Do the data provide evidence that the outcome has improved in the entire system? I think so. And the fact that we use data from only Montreal and Quebec City is explained by the point that these are the two major cities in the province. This is where most trauma patients are being treated, and the implementation of the trauma care system at this point in time focused on these two cities. Therefore, I wanted to see what was happening in these two regions before starting to compare the rest of the province.
I think the next phase of studies that we will do with the expansion of the network to the entire province will evaluate the impact on the other hospitals. Are four tertiary trauma centers necessary or enough for 8 million inhabitants? I'm not sure whether I can answer this right now. This is probably an administrative question that we will have to address very soon in the province.
Completeness of data. That's a very important point. I should mention that we didn't only rely on the Trauma Registry, but this study was also funded by the government of Canada. Therefore, any data that we were missing in the registry, we went and captured from the hospital charts. We included patients that we had most of the information available that we needed.
Are patients with head trauma doing better? I assume they are, and that's a very important point that we need to conduct a subanalysis.
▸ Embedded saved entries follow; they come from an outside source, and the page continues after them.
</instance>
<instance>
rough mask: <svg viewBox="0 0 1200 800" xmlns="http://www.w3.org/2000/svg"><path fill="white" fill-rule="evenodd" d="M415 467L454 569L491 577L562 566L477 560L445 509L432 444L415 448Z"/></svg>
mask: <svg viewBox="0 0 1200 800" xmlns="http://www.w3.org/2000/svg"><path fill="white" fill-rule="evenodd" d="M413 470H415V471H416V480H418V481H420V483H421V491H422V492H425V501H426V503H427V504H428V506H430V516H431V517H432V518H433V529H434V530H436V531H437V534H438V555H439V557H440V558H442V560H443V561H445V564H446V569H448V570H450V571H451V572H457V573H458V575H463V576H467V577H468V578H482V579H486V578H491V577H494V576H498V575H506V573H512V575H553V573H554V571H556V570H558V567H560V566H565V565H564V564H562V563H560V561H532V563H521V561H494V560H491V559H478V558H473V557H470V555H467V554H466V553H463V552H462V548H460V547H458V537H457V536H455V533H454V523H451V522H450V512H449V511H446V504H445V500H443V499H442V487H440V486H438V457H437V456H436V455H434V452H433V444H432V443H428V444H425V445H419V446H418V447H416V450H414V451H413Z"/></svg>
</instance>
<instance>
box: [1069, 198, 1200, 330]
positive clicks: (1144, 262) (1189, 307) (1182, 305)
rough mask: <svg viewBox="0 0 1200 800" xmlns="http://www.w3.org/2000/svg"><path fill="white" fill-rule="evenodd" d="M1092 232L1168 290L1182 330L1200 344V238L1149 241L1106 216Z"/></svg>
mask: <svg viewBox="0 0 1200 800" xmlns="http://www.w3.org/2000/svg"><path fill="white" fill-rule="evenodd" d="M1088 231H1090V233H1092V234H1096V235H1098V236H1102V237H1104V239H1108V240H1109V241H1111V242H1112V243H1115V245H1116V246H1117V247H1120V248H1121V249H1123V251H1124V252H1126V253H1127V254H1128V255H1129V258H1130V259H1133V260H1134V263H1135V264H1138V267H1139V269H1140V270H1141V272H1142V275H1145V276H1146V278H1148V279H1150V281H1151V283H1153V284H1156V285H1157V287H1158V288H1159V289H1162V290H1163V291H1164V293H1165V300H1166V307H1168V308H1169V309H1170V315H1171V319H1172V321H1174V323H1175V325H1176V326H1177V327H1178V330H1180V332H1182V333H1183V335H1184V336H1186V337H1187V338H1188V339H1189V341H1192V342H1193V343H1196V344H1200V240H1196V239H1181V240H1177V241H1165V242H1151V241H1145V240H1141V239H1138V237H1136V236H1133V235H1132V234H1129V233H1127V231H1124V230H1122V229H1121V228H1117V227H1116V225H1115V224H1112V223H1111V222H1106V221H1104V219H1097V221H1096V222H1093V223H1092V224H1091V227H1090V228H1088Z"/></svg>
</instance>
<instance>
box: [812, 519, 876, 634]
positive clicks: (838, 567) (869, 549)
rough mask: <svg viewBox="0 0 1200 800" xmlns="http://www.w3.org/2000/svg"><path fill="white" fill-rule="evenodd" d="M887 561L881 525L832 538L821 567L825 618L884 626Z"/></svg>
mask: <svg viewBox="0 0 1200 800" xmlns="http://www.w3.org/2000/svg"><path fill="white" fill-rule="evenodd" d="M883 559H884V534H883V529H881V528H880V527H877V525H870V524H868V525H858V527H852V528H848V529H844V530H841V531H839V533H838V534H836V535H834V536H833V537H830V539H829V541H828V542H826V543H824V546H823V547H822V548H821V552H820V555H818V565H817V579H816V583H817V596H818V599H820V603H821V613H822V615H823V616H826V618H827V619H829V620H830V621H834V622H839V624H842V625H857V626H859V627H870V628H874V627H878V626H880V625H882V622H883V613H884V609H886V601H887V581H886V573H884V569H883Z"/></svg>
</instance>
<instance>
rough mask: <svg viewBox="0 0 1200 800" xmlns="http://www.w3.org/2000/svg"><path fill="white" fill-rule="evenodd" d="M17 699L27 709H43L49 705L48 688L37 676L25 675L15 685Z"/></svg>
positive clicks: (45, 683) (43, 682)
Why were the number of secondary centers reduced? This was done by a Committee of Trauma Care in the province that evaluated the performance of these centers and the need to have them within the network. It was decided that they weren't necessary, given their situation and the volume of patients that they treated. This volume of patients now would go to the other secondary and the tertiary centers. Thank you very much for the discussion and the privilege of presenting the paper.